Hi, I'm not FreeBSD user, but developer of GNOME Shell integration for Chrome extension. Recently FreeBSD user reported that extension not works in FreeBSD. After debugging this issue we discovered that FreeBSD uses patch that changed path to Chromium policies and Native massaging manifests (https://svn0.us-east.freebsd.org/ports/head/www/chromium/files/patch-chrome_common_chrome__paths.cc). This patch forces Chromium to search Policies in "/usr/local/etc/chrome/policies" instead of "/etc/chromium/policies" and Native messaging manifests in "/usr/local/etc/chrome/native-messaging-hosts" instead of "/etc/chromium/native-messaging-hosts". In my opinion this is wrong because those locations are not documented by Google (https://developer.chrome.com/extensions/nativeMessaging#native-messaging-host-location and https://www.chromium.org/administrators/linux-quick-start). No one Chrome developer knows about this FreeBSD patch and other configuration files locations. If in FreeBSD those settings locations should be moved (because of some OS policies) those changes should be sent upstream and properly documented. As for now those silent changes lead to confusion.

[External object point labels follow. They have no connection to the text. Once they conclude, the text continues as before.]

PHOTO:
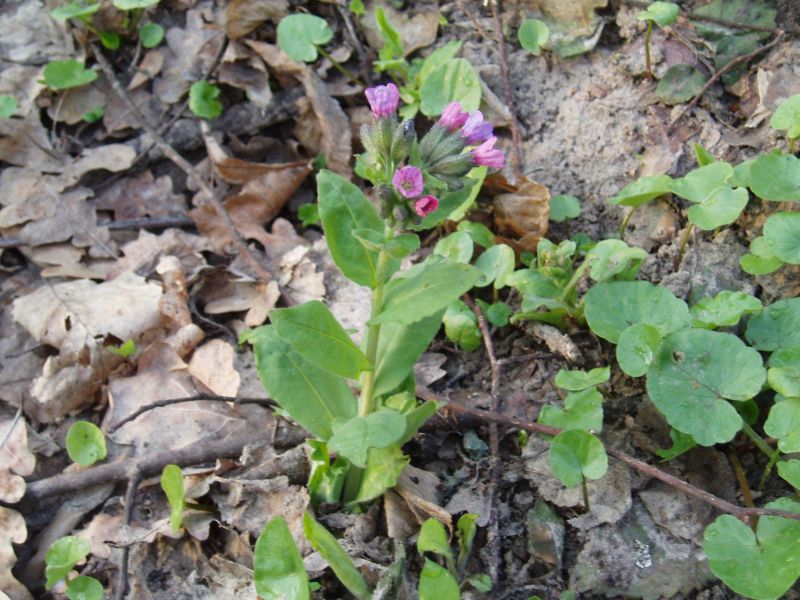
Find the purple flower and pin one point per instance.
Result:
(453, 117)
(426, 205)
(408, 181)
(475, 129)
(486, 155)
(383, 99)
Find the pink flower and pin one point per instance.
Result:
(426, 205)
(408, 181)
(383, 99)
(475, 129)
(486, 155)
(452, 118)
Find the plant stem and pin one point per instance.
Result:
(338, 66)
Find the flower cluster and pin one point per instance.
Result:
(455, 144)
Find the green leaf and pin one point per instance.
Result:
(564, 207)
(783, 423)
(343, 208)
(300, 34)
(660, 13)
(461, 326)
(84, 588)
(643, 190)
(354, 437)
(787, 117)
(789, 470)
(575, 455)
(172, 484)
(203, 100)
(680, 84)
(496, 264)
(455, 80)
(533, 35)
(637, 348)
(693, 377)
(399, 347)
(458, 247)
(151, 35)
(778, 326)
(436, 583)
(425, 289)
(8, 106)
(724, 310)
(580, 380)
(761, 565)
(74, 10)
(324, 543)
(278, 569)
(614, 258)
(384, 466)
(66, 74)
(582, 410)
(85, 443)
(782, 233)
(62, 556)
(318, 337)
(433, 538)
(613, 306)
(776, 177)
(313, 397)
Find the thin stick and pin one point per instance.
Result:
(260, 272)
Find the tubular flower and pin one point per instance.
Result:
(475, 129)
(408, 181)
(426, 205)
(383, 100)
(486, 155)
(453, 117)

According to the FreeBSD directory hierarchy /usr/local/etc/ is where added applications like ports and packages keep their configuration settings and /etc/ keeps system configuration files and scripts. See hier(7) man page for further details.
Are there any atempts to send FreeBSD specific patches upstream? Like new patch in bug 212925 - those changes unknown for Chrome extensions developers. Anyway this issue have workaround in chrome-gnome-shell and may be closed.
(In reply to nE0sIghT from comment #2) Submitting our internal patch files to get reviewed upstream is the way to go. So, I'm working on it.